Le 3ème temps se fixe sur les correspondances graphophonétiques, c’est-à-dire sur la découverte des relations entre les phonèmes et les graphèmes. Cette étape se situe sur une grande partie de l’année scolaire de CP avec l’intention de maîtriser, pour l’apprenant, cette dimension instrumentale de la langue. Répétons-le, il s’agit ici d’une dominante, d’une entrée que l’enseignant privilégie souvent dans sa classe sans prétendre qu’elle demeure exclusive.
Le 4ème temps correspond à la production d’écrit. L’élève, ayant tous les mécanismes de base de la langue écrite, se voit confronter à un objectif d’écriture. Sont plus spécifiquement abordées les règles de grammaire et de conjugaison et les lois orthographiques visant à écrire un français correct.

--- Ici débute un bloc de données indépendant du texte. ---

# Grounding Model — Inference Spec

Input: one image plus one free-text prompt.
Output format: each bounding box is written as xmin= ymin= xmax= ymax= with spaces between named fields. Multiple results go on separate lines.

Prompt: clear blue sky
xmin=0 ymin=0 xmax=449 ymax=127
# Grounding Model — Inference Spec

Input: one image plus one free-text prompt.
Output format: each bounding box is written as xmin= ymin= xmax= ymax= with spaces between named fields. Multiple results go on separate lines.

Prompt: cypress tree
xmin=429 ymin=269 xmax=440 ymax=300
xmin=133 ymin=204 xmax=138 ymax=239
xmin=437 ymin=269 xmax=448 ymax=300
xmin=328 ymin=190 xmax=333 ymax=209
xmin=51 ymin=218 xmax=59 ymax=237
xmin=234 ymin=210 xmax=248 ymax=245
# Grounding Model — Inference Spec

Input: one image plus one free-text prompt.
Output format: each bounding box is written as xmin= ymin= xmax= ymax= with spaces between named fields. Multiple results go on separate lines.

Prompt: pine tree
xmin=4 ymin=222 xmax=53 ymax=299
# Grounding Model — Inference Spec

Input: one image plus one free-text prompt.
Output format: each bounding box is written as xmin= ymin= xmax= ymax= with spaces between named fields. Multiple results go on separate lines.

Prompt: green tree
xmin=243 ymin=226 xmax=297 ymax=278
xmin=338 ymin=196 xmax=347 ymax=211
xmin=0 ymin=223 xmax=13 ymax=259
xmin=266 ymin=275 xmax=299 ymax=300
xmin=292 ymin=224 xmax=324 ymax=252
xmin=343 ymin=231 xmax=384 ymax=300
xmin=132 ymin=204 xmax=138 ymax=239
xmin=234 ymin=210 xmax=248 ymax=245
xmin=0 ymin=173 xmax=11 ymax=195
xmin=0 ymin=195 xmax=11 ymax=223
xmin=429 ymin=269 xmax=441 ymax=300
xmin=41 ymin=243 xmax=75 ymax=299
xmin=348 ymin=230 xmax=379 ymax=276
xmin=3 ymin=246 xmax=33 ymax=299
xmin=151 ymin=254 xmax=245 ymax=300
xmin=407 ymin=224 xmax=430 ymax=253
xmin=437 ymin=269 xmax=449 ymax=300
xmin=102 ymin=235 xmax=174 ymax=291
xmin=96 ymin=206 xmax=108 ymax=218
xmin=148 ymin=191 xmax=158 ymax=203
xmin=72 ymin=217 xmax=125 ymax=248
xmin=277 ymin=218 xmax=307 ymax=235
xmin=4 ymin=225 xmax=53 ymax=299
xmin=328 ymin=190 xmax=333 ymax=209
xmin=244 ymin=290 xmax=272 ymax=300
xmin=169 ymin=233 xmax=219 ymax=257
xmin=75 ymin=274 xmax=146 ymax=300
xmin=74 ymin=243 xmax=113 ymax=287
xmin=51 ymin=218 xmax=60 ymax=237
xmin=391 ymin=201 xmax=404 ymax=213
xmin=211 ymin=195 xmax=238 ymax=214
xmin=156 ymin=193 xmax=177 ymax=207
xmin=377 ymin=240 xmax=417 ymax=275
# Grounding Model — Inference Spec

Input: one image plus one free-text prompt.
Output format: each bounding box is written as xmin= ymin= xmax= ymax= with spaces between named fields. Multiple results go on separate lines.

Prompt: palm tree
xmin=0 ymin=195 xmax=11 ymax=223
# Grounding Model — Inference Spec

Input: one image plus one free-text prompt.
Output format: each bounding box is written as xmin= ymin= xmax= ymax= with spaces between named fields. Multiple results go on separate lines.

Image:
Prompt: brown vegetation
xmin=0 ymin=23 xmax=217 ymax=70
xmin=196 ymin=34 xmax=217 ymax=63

Ce modèle développemental, fondé sur des étapes successives, est défendu par de nombreux auteurs. En particulier, Uta Frith rend compte de 3 étapes, qu’elle appelle logographique, alphabétique et orthographique. Si elle ne s’arrête pas directement sur l’acquisition du langage comme un temps de découverte du « lire-écrire », son analyse se situe sur le même registre que la description que nous en faisons pour les étapes 2, 3, 4. Nick Ellis étudie la position de Frith : « ‘c’est un modèle de développement dans lequel la lecture et l’orthographe progressent à travers les étapes qui correspondent aux stratégies logographique, alphabétique puis orthographique’ »147. Or, si nous reprenons le modèle développemental de Frith pour reconnaître qu’il traduit bien les pratiques pédagogiques en cycle 2 sur le « lire-écrire », c’est avant tout pour en contester le bien-fondé. Chaque étape mobilise en réalité un et un seul aspect de la langue. Elle accepte une conception partielle de l’objet d’apprentissage qui rend ce chemin linéaire de la découverte contestable. La langue n’est pas d’abord sens, puis sons, puis lettres ; elle est tout cela en même temps et, en conséquence, l’apprentissage doit alors prendre tout cela d’un coup, dès le départ. A la structuration rassurante d’une découverte en ligne, nous préférons la complexité d’un dispositif circulaire d’enseignement sur lequel il sera possible de sensibiliser les élèves aux multiples dimensions de la langue.
ELLIS Nick, Acquisition interactive de la lecture et de l’orthographe : étapes, stratégies et échanges de connaissances, chapitre 12 du livre « Des orthographes et leur acquisition », sous la direction de Laurence RIEBEN, Michel FAYOL, Charles A. PERFETTI, Delachaux et Niestlé, Paris, 1997, 403 p, page 271.